In the 1990s, it appears our intelligence analysts didn't grasp how dangerous it was that tens of thousands of terrorists were being trained in al Qaeda camps in Afghanistan. (I assume they at least knew that such training was taking place.)
 
Our intelligence experts did not know that even as we were paying North Korea billions of dollars in exchange for not building nuclear weapons, they were building them anyway.
 
President Clinton bombed an aspirin factory in the Sudan based on what was apparently faulty intelligence.
 
President Clinton bombed suspected WMD sites in Iraq — did he hit any?

Our intelligence services didn't predict or prevent the attacks on our embassies in Kenya and Tanzania or on the USS Cole.

Our intelligence services still haven't been able to determine whether those Iraqis implicated in the 1993 attack on the World Trade Center were doing so on Saddam's orders, as researcher and former Clinton adviser Laurie Mylroie has long maintained.

Our intelligence services failed to respond to increasing terrorist threats from the Middle East and Central Asia by recruiting and training a sufficient number of agents and analysts fluent in such languages as Arabic, Urdu, and Pashtun.

Our intelligence didn't predict or prevent 9/11.

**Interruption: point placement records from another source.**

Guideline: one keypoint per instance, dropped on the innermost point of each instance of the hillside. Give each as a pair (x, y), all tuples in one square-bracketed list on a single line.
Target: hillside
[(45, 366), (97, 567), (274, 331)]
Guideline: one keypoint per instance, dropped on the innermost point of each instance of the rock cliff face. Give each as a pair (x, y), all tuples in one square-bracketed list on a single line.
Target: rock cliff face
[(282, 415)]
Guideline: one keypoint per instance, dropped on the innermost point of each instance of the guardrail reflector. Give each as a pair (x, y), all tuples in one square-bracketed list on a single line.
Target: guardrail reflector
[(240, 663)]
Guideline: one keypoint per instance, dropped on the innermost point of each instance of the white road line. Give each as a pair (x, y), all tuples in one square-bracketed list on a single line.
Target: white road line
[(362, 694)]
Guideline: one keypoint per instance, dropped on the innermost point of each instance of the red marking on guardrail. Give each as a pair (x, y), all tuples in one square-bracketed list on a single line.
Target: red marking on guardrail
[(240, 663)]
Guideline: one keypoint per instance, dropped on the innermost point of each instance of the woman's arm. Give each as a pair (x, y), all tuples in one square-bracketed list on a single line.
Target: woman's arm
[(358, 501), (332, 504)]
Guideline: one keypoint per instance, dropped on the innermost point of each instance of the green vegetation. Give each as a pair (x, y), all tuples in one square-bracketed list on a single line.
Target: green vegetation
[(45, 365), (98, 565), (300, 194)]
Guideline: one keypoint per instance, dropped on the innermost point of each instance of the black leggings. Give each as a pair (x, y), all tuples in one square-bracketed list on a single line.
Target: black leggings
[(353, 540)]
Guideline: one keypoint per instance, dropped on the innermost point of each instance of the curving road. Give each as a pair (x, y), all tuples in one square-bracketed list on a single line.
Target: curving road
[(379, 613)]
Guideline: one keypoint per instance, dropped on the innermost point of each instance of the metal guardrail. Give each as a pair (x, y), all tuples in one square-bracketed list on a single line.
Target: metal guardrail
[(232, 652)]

I could go on, but you get the point. It is not President Bush's fault that our intelligence-gathering and clandestine capabilities are today insufficient for the challenges of the 21st century, but it is his responsibility to fix the problem. If he believes George Tenet is the man to accomplish that, fine. But it has to get done and the president is responsible for making sure that happens as quickly and effectively as possible. If not, this will be a legitimate issue for the Democratic presidential candidate.

3) What may be the biggest mystery in this melodrama has been missed by all the major media as far as I'm aware. Early in 2002, Vice President Dick Cheney had questions about reports of Saddam buying uranium from Niger. So he asked the Central Intelligence Agency to find out the truth. Consider: Here's a request from the White House on a vital national-security issue. Does the CIA put their top spies on the case? No. Who do they put on the case? No one. Instead, they apparently decided to give the assignment to a diplomat.

I assume they contacted the State Department. Even so, they didn't get the Foreign Service's most talented ambassador, someone with investigative skills and broad experience in nuclear proliferation and related issues. No, the assignment went to a retiree who is far to the left of the Bush administration. Why?

That retiree was Joseph C. Wilson IV, former ambassador to Gabon, and one-time deputy to ambassador April Glaspie in Iraq. (You'll recall she was the U.S. official who reportedly told Saddam: “We have no opinion on your Arab-Arab conflicts, such as your dispute with Kuwait.”)

Wilson's investigation, according to his recent New York Times op-ed, consisted of his spending “eight days drinking sweet mint tea and meeting with dozens of people.” He added: “It did not take long to conclude that it was highly doubtful that any such transaction [sale of uranium from Niger to Iraq] had ever taken place.”

Wilson's conclusion was probably correct. It's likely that no such transaction occurred — which begs the question of whether Saddam attempted to complete such a transaction, as the British believe and as Bush said in his SOTU.

But let's imagine for just a moment that one of the officials with whom Wilson met had accepted a million-dollar bribe for facilitating the transfer of uranium to Saddam's agents. What is the likelihood that that information would have been disclosed to Wilson over sips of sweet mint tea? Not huge, I'd wager.

When did the vice president learn that this was the manner in which his orders had been carried out? Is there an explanation for such dereliction of duty by CIA and, possibly, by State as well? Was anyone held accountable?

Inquiring minds should want to know.

Clifford D. May, a former New York Times foreign correspondent, is president of the Foundation for the Defense of Democracies, a policy institute focusing on terrorism.